Q. My mom owns a mobile home and recently fell, we were told she would need to be in a rehab facility for the next 6-9 months. We cannot afford both the care facility and her space rent and would like to rent out her home for the time she will be in the facility so she can return to her home if/when she is released. Is this something that we can do?


First check her lease as well as the rules and regulations of the park. We also recommend speaking to the manager and informing them of the situation you are in and see if you can work something out with them. That being said the MRL directly addresses such situations in Section 798.23.5 (a).

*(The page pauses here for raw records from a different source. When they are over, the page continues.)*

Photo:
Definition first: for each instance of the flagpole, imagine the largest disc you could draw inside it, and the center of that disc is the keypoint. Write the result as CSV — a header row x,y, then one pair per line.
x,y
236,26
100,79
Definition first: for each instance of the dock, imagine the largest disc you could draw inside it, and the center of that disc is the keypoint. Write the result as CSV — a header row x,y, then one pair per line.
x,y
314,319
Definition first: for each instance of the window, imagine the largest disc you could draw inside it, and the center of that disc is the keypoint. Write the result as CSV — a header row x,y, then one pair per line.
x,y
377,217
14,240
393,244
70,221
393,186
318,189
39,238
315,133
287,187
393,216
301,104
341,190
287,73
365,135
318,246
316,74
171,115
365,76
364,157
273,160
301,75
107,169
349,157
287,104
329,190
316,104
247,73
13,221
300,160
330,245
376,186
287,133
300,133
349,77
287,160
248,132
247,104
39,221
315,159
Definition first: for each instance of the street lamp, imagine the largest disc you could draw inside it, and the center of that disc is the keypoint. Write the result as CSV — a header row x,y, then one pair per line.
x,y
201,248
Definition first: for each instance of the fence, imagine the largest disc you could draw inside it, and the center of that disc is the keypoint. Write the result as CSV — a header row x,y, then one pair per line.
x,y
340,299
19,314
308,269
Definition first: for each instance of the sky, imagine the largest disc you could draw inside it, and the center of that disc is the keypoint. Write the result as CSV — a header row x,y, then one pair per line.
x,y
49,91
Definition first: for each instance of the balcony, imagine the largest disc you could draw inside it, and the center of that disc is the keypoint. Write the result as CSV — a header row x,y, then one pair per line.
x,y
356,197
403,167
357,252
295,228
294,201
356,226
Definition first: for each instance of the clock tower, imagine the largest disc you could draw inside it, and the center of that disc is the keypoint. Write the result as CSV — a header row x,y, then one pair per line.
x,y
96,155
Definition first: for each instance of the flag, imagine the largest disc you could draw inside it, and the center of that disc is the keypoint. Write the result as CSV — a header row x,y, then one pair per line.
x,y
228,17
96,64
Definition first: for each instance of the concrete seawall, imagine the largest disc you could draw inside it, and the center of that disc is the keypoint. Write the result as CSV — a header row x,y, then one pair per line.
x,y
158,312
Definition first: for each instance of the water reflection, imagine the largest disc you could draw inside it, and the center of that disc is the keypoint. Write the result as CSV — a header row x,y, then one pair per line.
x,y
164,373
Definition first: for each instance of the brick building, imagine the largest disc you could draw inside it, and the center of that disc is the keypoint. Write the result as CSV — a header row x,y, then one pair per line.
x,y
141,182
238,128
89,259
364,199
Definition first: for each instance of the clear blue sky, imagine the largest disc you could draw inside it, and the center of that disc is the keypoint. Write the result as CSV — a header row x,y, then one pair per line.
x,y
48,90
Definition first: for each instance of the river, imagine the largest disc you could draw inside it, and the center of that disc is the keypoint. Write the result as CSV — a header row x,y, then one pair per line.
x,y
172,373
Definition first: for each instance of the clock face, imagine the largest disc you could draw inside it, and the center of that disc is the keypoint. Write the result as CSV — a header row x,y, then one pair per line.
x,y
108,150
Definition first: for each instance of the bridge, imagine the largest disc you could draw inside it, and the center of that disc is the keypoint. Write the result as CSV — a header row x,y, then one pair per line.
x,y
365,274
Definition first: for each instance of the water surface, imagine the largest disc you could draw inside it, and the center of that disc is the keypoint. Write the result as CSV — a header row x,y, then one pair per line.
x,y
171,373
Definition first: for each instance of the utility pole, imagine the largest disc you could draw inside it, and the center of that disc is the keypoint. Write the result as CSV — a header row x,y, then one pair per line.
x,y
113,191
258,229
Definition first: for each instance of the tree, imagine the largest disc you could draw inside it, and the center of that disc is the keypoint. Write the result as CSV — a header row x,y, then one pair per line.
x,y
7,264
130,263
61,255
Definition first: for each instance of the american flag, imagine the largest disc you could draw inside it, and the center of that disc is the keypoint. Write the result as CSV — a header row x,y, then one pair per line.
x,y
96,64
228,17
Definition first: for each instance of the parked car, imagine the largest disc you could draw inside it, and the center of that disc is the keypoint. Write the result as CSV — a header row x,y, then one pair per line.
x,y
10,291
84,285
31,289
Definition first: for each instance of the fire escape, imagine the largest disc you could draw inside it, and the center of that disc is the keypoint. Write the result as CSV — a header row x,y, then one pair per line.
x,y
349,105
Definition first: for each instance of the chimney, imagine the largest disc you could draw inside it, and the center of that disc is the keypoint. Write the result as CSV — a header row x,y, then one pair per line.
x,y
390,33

(1)Management shall permit a homeowner to rent his or her home that serves as the homeowner’s primary residence or sublet his or her space, under the circumstances described in paragraph (2) and subject to the requirements of this section.

(2)A homeowner shall be permitted to rent or sublet pursuant to paragraph (1) if a medical emergency or medical treatment requires the homeowner to be absent from his or her home and this is confirmed in writing by an attending physician

Section 798.23.5 (b) covers the provisions of the sublease if the above condition is met and a subdivision is allowable. These provisions include but are not limited to.

  • The minimum term must be 6 months and the maximum is 12 months unless otherwise approved by management.
  • The person wishing to sublease the home will be subject to the process and restrictions in subdivision (a) of Section 798.74, which addresses prospective purchasers of a mobile home.
  • The sublessee is bound by the rules and regulations of the park.
  • The homeowner (in this case your mother) will remain liable for the park rent and other charges. {If your sublessee does not pay you, you are still responsible for paying the park. The responsibility of collecting the rent on the subleased unit falls on the owner of the home.}

Section 798.23.5 (c) clearly states that, “A homeowner may not charge a renter or sublessee more than an amount necessary to cover the cost of space rent, utilities, and scheduled loan payments on the mobilehome, if any”. This means that a homeowner may not charge more than the space rent, mortgage (if any) and utilities. No profit can be made from a sublease that is allowed under this section if the mobile home park does not otherwise allow for subleasing of homes.